For The Host Who’s A Foodie
The holidays are, of course, a popular time for breaking out family recipes and indulging in your favorite food. If your crew is made up of kitchen pros, Anthony Navarro, creative director of Liven It Up Events in Chicago, suggested having a “Top Chef” party with stations for guests to make their own dishes. For a small get-together at home, think foods that can be assembled, such as tacos, or treats that can be decorated, like cookies. The host can then pick the best dish and crown the winner.
For The Host Who Doesn’t Take Life Too Seriously
If you and your guests are the type of people who start listening to holiday music the day after Halloween, this party theme is for you. Lisa Cokinos and Brandy Carbone, co-founders of B. Lee Events in New York, told HuffPost a fun way to celebrate the end of the year is with a “Mingle and Jingle” karaoke party in which guests sing their favorite holiday songs (YouTube is a good place to start for smaller parties at home).
The event planners said this creates a “playful atmosphere” and is perfect for a group of friends willing to let loose.
Carbone also suggested having a photo booth so guests can take pictures with each other, posing with holiday-themed props. This can be as simple as setting up a tripod with an iPad or another sort of camera.

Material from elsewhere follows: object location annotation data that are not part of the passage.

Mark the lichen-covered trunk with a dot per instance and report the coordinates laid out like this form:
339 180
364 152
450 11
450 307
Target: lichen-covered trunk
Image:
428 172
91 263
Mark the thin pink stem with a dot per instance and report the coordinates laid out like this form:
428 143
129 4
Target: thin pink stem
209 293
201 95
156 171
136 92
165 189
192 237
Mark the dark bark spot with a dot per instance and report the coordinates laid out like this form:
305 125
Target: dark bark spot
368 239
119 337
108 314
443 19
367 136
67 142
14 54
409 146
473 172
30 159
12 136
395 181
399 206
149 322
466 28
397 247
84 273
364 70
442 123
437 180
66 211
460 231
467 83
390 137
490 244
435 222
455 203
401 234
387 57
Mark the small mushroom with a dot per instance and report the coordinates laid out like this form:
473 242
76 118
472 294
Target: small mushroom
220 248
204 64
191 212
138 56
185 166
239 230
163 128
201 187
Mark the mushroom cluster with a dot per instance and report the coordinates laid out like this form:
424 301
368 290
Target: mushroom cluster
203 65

Becky Levin Navarro, the founder of Pearl Events Austin in Texas, echoed the importance of having photo ops available, especially in the age of social media.

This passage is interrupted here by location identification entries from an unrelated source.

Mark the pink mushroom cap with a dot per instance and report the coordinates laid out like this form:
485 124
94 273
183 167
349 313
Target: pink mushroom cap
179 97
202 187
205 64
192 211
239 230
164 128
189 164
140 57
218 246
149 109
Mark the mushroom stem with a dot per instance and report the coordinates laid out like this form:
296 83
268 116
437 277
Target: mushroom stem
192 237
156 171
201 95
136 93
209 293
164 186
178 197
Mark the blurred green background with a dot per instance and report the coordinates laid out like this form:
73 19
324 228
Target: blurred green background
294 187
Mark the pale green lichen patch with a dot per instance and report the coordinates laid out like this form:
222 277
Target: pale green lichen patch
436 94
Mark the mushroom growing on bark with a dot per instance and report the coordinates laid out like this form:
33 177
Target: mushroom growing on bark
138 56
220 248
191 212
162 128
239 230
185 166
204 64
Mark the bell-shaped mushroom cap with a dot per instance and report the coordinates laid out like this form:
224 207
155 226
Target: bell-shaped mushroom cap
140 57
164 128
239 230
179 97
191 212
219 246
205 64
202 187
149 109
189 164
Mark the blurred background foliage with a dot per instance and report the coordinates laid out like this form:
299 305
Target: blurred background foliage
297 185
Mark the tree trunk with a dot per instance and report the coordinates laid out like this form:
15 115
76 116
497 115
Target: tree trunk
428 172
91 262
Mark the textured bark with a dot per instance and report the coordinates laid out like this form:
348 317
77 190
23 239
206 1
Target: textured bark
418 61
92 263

“I really think it’s not a party anymore unless there’s an amazing Instagrammable moment, and that’s what our clients are aiming for,” she told HuffPost via email.
For The Host Who Doesn’t Love The Holidays But Wants To Hang Out
After all, the holidays aren’t for everyone. Whether it’s because of the loss of a loved one, a difficult year coming to a close or another reason, it’s important to keep those friends in mind, too.
For this group of friends, Summer McLane, owner of My Simply Perfect Events in Atlanta, suggested throwing a low-key get-together in which friends can still participate in the holidays without having to fake their holiday cheer. Instead of focusing on the glitter and the glam, friends simply spend time together while acknowledging that some of them may be going through a difficult time.
“It’s during the holidays, so people still have somewhere to go,” McLane said. “People who have lost someone, they still have something to look forward to.”
She added, “It’s sort of like saying, ‘I know this sucks. Come drink some eggnog.’ Or ‘I know this sucks. Come eat some challah.’”
For The Host Who Knows Everyone
If your invite list is five pages long, a holiday party could be a fun opportunity for everyone to share how they celebrate. While the ads at the end of year are often dominated by Santa, McLane reminds hosts to be inclusive of all of their guests by encouraging them to bring something that represents their celebration, whether it’s food, a piece of music or something else.
“Whatever holiday you celebrate, we all come together and we celebrate that,” she said.
For The Host Who Wants To Give Back
The holidays are a season of giving, and the idea of a “gift-together” party revolves around just that. Celia Duncan, of wedding and event planning service Unions With Celia in Springfield, Missouri, described this event as an easy way to spend time with friends while also giving back to the community.
For the “gift-together,” the host invites guests to bring over items for a specific mission or local organization. During the event, guests spend time organizing the items and wrapping them if needed. The item collection could benefit a holiday toy drive for kids or a group gathering canned goods. What matters most is giving back as a group.
“The most important thing about gifting to a local community,” Duncan said, “is knowing what the actual need is.”